Gas turbine engines, such as those used to power modern commercial aircraft, typically include a compressor for pressurizing a supply of air, a combustor for burning a fuel in the presence of the pressurized air, and a turbine for extracting energy from the resultant combustion gases. The combustor typically includes radially spaced apart inner and outer liners that define an annular combustion chamber. A number of circumferentially distributed fuel injectors project into the forward end of the combustion chamber to supply the fuel to the combustion chamber. One or more rows of circumferentially distributed air admission holes penetrate each liner to admit air into the combustion chamber.
There is an increasing emphasis on the reduction of gaseous pollutant emissions that form during the combustion process of gas turbine engines, particularly oxides of nitrogen (NOx). One approach to reduce NOx emissions is the implementation of a rich burn, quick quench, lean burn (RQL) combustion concept. A combustor configured for RQL combustion includes the following three serially arranged combustion zones: a rich burn zone at the forward end of the combustor, a quick quench or dilution zone downstream of the rich burn zone, and a lean burn zone downstream of the quench zone.
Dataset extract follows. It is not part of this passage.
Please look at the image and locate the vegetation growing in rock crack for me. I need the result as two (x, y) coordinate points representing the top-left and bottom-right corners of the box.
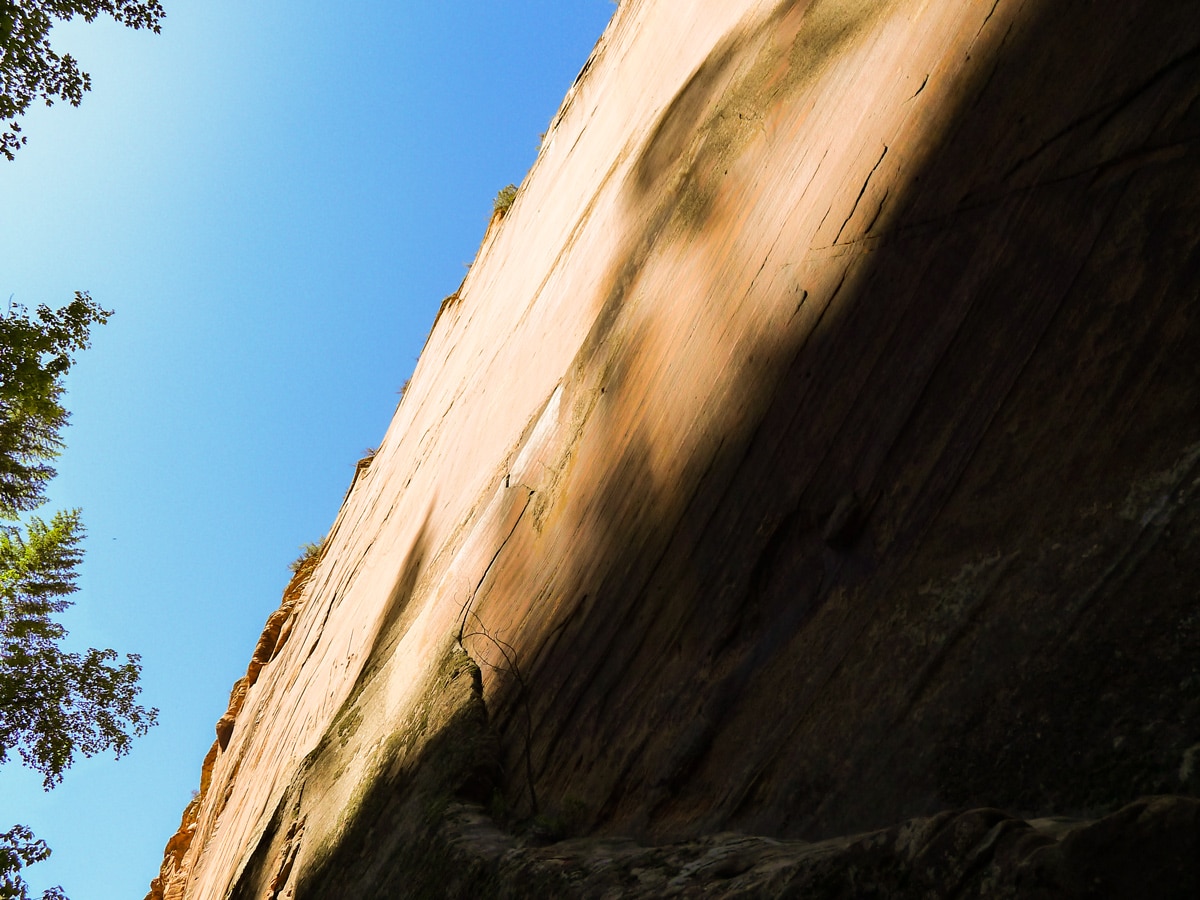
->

By precisely controlling the fuel to air ratios in each zone, high-temperature excursions can be reduced and the resulting NOx emissions can be minimized. The effectiveness of the RQL concept, however, is primarily dependent on the design of the quick quench section of the combustor where the fuel-rich gases from the rich burn zone are rapidly mixed with excess air and passed to the lean burn zone. The design and development of the quench zone geometry is one of the challenges in the successful implementation of low-emissions RQL combustors. However, some of the quench zone features that reduce NOx emissions may have a corresponding adverse impact on other engine operating characteristics. For example, hole arrangements that optimize NOx emissions by rapidly mixing the fuel with air may reduce high altitude ignition performance.
Accordingly, it is desirable to provide a combustor that balances improved NOx emissions with other advantageous operating characteristics. Furthermore, other desirable features and characteristics of the present invention will become apparent from the subsequent detailed description of the invention and the appended claims, taken in conjunction with the accompanying drawings and this background of the invention.